Abstract

To clarify seasonal and other environmental effects on the onset of anti-neutrophil cytoplasmic antibody (ANCA)-associated vasculitis (AAV). We enrolled patients with new-onset eosinophilic granulomatosis with polyangiitis (EGPA), microscopic polyangiitis (MPA), and granulomatosis with polyangiitis (GPA) registered in the database of a Japanese multicenter cohort study. We investigated the relationship between environmental factors and clinical characteristics. Seasons were divided into four (spring, summer, autumn, and winter), and the seasonal differences in AAV onset were analyzed using Pearson's chi-squared test, with an expected probability of 25% for each season.

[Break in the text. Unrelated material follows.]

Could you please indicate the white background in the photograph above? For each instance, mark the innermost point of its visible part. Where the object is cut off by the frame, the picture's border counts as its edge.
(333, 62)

A total of 454 patients were enrolled, with a mean age of 70.9 years and a female proportion of 55.5%. Overall, 74, 291, and 89 patients were classified as EGPA, MPA, and GPA, respectively. Positivity for myeloperoxidase (MPO)-ANCA and proteinase 3 (PR3)-ANCA was observed in 355 and 46 patients, respectively. Overall, the seasonality of AAV onset significantly deviated from the expected 25% for each season (p=0.001), and its onset was less frequently observed in autumn. In ANCA serotypes, seasonality was significant in patients with MPOANCA (p<0.001), but not in those with PR3-ANCA (p=0.97). Additionally, rural residency of patients with AAV was associated with PR3-ANCA positivity and biopsy-proven pulmonary vasculitis. The onset of AAV was influenced by seasonal variations and was less frequently observed in autumn. In contrast, the occurrence of PR3-ANCA was not triggered by season, but by rural residency.